# backup server (hot spare)



## scavern (Sep 1, 2009)

I have two FreeBSD servers, and would like to use the second one as a backup in the event that the other server fails.

The hardware is identical. How can I set everything up so that the backup server always has a copy of the data that is on the primary server ?

I'm thinking rsync - but not really sure if it is the right way to go.


----------



## vivek (Sep 1, 2009)

rsync over ssh is way to go. First, time it will take some time after that it will be just updates. Setup cron jobs to sync server.

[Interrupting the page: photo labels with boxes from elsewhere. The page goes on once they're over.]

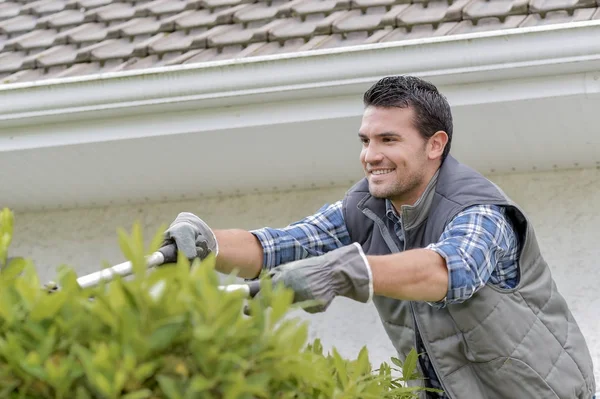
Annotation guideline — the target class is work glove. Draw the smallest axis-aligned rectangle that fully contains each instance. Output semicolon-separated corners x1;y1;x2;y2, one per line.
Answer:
162;212;219;260
245;243;373;314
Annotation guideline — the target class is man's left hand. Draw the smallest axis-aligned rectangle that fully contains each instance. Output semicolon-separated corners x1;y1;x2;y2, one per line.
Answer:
258;243;373;313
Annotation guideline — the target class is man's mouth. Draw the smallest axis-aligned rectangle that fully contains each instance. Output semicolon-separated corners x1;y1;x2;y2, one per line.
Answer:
371;169;394;176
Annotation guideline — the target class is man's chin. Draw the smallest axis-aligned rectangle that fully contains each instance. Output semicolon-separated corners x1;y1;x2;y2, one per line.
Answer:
369;187;390;199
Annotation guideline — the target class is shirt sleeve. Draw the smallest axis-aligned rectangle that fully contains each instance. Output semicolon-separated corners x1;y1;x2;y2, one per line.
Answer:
250;200;350;269
426;205;518;307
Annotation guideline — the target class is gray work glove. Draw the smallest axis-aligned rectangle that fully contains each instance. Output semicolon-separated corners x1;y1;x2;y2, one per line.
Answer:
162;212;219;260
259;243;373;313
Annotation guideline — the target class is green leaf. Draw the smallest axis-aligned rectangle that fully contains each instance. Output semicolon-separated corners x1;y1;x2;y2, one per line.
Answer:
156;375;183;399
402;348;419;381
121;389;152;399
29;291;69;321
148;317;185;350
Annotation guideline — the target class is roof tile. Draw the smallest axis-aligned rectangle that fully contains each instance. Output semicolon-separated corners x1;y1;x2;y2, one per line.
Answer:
463;0;529;20
207;19;284;47
21;0;75;16
380;22;458;42
0;51;25;72
107;17;162;38
175;4;248;29
0;1;21;21
135;0;187;17
314;28;391;49
292;0;350;16
350;0;411;10
447;15;525;35
397;0;471;26
57;22;107;44
37;10;85;29
0;15;37;35
75;39;135;62
200;0;253;9
333;4;409;33
86;3;135;22
0;68;44;84
7;29;58;50
233;0;305;23
30;44;77;68
269;11;347;41
0;0;600;82
76;0;112;9
529;0;596;14
520;8;596;26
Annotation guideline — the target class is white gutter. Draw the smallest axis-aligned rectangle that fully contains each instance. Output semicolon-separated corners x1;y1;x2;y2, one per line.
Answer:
0;21;600;131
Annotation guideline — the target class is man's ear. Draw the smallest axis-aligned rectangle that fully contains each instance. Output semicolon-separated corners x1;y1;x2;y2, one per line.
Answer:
427;130;448;159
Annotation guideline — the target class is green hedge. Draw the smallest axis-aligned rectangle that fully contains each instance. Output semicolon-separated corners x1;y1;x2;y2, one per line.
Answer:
0;209;432;399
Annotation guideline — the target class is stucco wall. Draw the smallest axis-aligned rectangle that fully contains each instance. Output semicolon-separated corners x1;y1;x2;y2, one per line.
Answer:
5;169;600;390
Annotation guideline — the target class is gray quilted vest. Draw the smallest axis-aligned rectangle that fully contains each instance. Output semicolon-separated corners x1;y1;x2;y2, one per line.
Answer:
343;156;595;399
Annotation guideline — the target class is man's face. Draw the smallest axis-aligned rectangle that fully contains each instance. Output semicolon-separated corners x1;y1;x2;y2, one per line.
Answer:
359;107;431;202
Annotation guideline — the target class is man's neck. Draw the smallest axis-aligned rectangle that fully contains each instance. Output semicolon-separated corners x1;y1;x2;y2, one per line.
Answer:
390;170;437;215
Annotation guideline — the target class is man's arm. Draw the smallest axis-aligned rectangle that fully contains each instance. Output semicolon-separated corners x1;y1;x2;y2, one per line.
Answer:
367;206;518;307
214;201;350;278
367;249;448;302
215;229;264;279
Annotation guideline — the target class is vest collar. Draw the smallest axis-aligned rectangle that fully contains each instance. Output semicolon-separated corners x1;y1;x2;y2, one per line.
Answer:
357;169;440;230
400;169;440;230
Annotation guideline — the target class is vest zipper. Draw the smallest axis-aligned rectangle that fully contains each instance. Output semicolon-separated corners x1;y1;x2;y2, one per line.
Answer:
400;215;452;399
405;304;452;399
361;208;453;399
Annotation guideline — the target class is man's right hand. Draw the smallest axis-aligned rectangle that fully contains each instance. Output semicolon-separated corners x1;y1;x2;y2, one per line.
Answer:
163;212;219;260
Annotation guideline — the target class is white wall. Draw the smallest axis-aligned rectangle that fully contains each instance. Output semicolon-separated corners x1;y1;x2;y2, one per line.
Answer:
5;169;600;390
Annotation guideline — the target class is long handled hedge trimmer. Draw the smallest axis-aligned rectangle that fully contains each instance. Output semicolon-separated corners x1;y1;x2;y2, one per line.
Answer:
46;244;260;298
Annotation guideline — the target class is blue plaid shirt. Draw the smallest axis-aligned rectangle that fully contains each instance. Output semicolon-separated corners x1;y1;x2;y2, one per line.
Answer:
252;201;519;398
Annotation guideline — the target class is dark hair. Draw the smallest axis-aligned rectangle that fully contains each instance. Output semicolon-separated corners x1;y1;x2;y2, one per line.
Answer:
363;76;452;162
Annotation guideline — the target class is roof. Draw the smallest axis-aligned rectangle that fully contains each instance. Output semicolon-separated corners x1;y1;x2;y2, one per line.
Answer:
0;0;600;83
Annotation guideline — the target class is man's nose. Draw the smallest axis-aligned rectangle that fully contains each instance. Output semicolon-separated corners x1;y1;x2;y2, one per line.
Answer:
364;144;383;163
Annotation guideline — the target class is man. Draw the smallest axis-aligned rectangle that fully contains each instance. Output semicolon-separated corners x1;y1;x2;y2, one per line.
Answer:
166;76;595;399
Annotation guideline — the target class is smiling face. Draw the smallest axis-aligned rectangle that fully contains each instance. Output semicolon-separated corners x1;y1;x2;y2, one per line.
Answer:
359;106;445;209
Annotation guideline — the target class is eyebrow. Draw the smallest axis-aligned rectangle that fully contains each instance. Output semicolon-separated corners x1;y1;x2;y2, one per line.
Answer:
358;132;402;139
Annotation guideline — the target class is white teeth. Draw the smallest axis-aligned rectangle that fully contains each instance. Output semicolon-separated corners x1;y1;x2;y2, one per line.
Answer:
371;169;394;175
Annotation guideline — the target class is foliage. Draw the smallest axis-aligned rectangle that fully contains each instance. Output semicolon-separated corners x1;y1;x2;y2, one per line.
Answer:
0;209;436;399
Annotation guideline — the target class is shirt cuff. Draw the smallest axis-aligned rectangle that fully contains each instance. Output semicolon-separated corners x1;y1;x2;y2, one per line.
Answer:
425;244;452;309
250;228;278;270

Also, for mysql setup replication or simply keep mysqldump command dumps.


----------



## SirDice (Sep 1, 2009)

vivek said:
			
		

> Also, for mysql setup replication or simply keep mysqldump command dumps.



It'll be better if you setup master-slave or master-master for mysql.

http://dev.mysql.com/doc/refman/5.0/en/replication.html


----------



## scavern (Sep 2, 2009)

You will have to forgive my noobish questions... 

Can I use rsync to copy all the partitions from a live system ? 

Also, what will happen if say for example the primary server goes down in the middle of a rsync process ?


----------



## dennylin93 (Sep 2, 2009)

Rsync simply copies the files, so all the files on the system can be copied with enough privileges. However, dump may be preferable for entire partitions.

If the server goes down in the middle of a rsync process, I think it would stop immediately and exit with an error, but I'm not sure (never experienced this before).


----------



## scavern (Sep 2, 2009)

Thanks. My worst fear is that something happens in the middle of copying, and then I am left with two unusable servers. Although I suppose a way around this would be to copy the files to a temporary location first. Does anyone have any links to some decent rsync tutorials ?


----------



## dennylin93 (Sep 2, 2009)

Usually, the situation doesn't get that bad. With UFS, data is rarely lost. Even if your master goes down, most of the files should still be intact (perhaps a few runs of fsck might be needed). ZFS has built-in checksumming, but since I don't use it for production, I can't say if it's good or not (some of the other users are saying that it's fabulous though).

A safer option might be to make a snapshot and rsync that instead. This is feasible with both ZFS and UFS.

There's a tutorial about backups using UFS and ZFS in the Howtos & FAQs section: Remote backups server using FreeBSD, ZFS, and Rsync. Another tutorial about rsync and SSH.


----------



## DutchDaemon (Sep 2, 2009)

sysutils/rsnapshot


----------



## scavern (Sep 2, 2009)

Great - thanks everyone. I'll do some reading up on rsync + rsnapshot and then test it out.


----------



## mix_room (Sep 3, 2009)

I'm going to go ahead and say that rsync/rsnapshot may not be the best solution. Depends on what you REALLY want/need. 

Do you have the time or ability to manually switch over, or must this be handled automatically. If all you need is a backup which can be switched over within a few minutes/hours then by all means go with rsnaphost/rsync. 

However: if you require a hot-standby then perhaps something such as sysutils/heartbeat might be something for you: http://linux-ha.org/


----------



## scavern (Sep 3, 2009)

The ideal solution would be the hot-standby - but the question then is how do I ensure that the backup server has a copy of all the data on the primary server at any time ?

I can afford a few minutes -not hours downtime.


----------



## DutchDaemon (Sep 3, 2009)

Can you afford a SAN/NAS solution, i.e. a shared/common back-end?


----------